Honduras’ Regular Fish Storms
There is an area of Honduras, Yoro, that gets regular rainfalls of fish, up to four times annually. It’s known as the Lluvia de peces, or “rain of fish,” which, yep, makes pretty great sense as a name. Yoro is around 45 miles inland, and for some of the people who live there, the free fish that cascade from the sky are the only seafood of the year.
Exactly where the fish come from remains uncertain — none of the explanations that involve them being scooped up from the Atlantic by winds explain them arriving in the same town every time. A reasonable amount of the population are devout Catholics who are happy enough to see it all as a blessing from God.
Something worth bearing in mind is that the actual fishfall is yet to be documented — it always comes as part of a bigger storm. There are theories that the fish might actually come from underground rivers that flood during these storms and are flushed out onto land, but that’s so much less exciting than a rain of fish that it doesn’t seem worth investigating.
Japan’s Tadpole Drizzle
Finding bird shit on your car sucks, right? What about finding hundreds of tadpoles that have plummeted from the skies? That’s a whole new realm of grim.

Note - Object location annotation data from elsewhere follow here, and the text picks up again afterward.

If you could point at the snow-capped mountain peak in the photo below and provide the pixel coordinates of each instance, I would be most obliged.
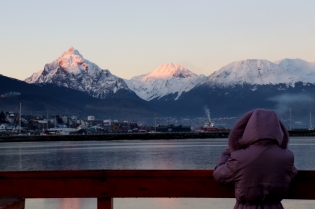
(169, 71)
(167, 79)
(261, 72)
(73, 71)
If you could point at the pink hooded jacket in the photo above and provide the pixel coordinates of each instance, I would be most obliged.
(257, 161)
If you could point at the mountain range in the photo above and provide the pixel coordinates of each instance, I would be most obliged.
(173, 90)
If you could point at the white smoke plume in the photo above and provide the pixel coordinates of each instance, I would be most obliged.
(285, 101)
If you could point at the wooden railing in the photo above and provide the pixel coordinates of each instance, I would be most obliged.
(107, 184)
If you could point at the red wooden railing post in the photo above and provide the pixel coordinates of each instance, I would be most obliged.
(104, 203)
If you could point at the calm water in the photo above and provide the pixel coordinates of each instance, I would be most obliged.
(136, 154)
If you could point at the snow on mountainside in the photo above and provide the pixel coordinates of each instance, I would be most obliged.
(166, 79)
(255, 71)
(73, 71)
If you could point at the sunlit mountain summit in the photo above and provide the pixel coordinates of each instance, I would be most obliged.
(167, 79)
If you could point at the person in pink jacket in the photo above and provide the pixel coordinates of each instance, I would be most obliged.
(257, 161)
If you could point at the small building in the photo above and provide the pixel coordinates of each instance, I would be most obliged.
(91, 117)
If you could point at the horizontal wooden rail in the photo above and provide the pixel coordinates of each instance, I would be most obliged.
(108, 184)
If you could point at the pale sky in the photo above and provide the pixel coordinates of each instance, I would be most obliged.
(133, 37)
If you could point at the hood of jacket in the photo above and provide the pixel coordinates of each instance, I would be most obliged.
(256, 125)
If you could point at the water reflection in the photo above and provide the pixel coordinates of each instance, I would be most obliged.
(136, 154)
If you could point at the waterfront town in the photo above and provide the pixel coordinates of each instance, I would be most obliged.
(12, 124)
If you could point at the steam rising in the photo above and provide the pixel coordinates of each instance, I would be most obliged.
(285, 101)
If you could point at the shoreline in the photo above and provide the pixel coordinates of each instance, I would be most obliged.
(135, 136)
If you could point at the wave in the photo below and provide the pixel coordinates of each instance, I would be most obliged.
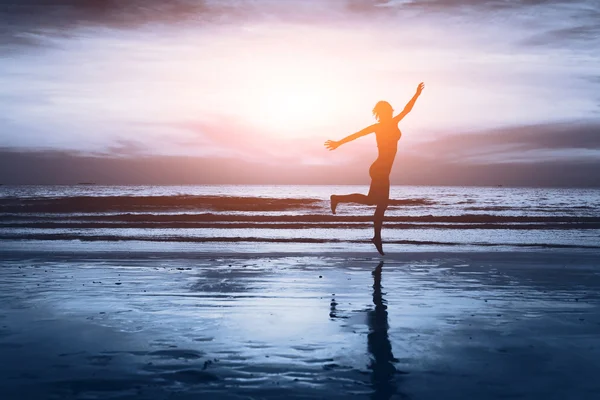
(91, 204)
(61, 224)
(190, 218)
(182, 239)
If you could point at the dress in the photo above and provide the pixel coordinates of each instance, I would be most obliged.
(387, 144)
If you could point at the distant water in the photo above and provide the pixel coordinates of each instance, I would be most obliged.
(418, 215)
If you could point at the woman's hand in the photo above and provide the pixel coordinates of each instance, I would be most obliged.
(420, 88)
(332, 144)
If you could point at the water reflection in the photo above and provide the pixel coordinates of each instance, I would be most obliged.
(379, 346)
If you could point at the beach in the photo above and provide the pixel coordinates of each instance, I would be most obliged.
(260, 293)
(416, 325)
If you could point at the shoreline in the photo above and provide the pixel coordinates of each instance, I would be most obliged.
(226, 325)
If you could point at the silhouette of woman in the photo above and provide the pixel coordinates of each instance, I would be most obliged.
(387, 135)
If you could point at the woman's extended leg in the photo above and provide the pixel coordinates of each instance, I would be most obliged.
(378, 223)
(350, 198)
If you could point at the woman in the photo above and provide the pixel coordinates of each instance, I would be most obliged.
(387, 135)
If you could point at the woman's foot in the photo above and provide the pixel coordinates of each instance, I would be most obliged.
(334, 202)
(378, 244)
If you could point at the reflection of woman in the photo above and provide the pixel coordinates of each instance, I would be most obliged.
(387, 135)
(379, 345)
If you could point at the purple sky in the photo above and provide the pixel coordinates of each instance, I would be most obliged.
(267, 82)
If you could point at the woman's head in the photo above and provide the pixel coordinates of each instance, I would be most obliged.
(383, 111)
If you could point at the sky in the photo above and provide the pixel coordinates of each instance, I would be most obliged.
(247, 91)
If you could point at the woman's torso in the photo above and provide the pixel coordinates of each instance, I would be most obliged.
(387, 136)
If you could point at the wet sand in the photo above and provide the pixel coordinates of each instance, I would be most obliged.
(480, 325)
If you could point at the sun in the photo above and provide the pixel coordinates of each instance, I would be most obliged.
(293, 101)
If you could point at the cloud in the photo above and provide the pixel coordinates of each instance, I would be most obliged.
(29, 22)
(573, 140)
(564, 155)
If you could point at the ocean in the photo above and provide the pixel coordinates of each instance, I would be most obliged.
(297, 217)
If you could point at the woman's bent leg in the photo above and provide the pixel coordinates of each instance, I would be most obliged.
(377, 224)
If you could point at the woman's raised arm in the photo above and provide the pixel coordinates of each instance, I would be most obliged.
(332, 144)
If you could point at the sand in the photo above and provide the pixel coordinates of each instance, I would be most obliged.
(183, 325)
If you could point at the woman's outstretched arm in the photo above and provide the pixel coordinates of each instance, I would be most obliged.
(410, 104)
(332, 144)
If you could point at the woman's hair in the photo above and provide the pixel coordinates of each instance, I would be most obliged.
(382, 107)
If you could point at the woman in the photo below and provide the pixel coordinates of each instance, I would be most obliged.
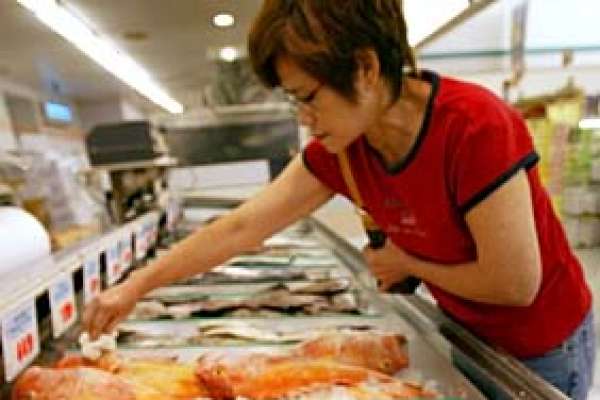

It happened, however, to people in the Ishikawa Prefecture of central Japan in 2009. Over the course of a week or so, multiple small falls of baby frogs (pre-frogs?) were documented, peppering people’s windshields like wiggly-tailed polka dots (or a prequel to the frog rain scene in Magnolia).
No explanation was ever reached — a theory that seagulls might have dropped them was swiftly dismissed, and the calm weather preceding the tadpole rain meant no theories involving mini-tornadoes or other meteorological suckings-up seemed plausible either.
Spiders from Above Down Under
In 2015, residents of Goulburn in New South Wales, Australia, awoke to find thousands upon thousands of spiders falling from the skies, followed by trails of web that littered the landscape like nightmarish snow.
Rather than any kind of spouts or Biblical plagues, the explanation was a reasonably straightforward collision of simple arachnid-ness and weather. Spiders do something called “ballooning,” where they launch a thread of silk into the wind and relocate — it’s going on all the time. On this occasion, there had been a run of suboptimal ballooning weather, and as soon as conditions changed, an absurd amount of spiders launched themselves into the sky at once, subsequently raining down on Goulburn.
One resident described the web- and spider-littered landscape as “beautiful,” pointing out the one inconvenience was that his beard was filled with spiders. Hellish.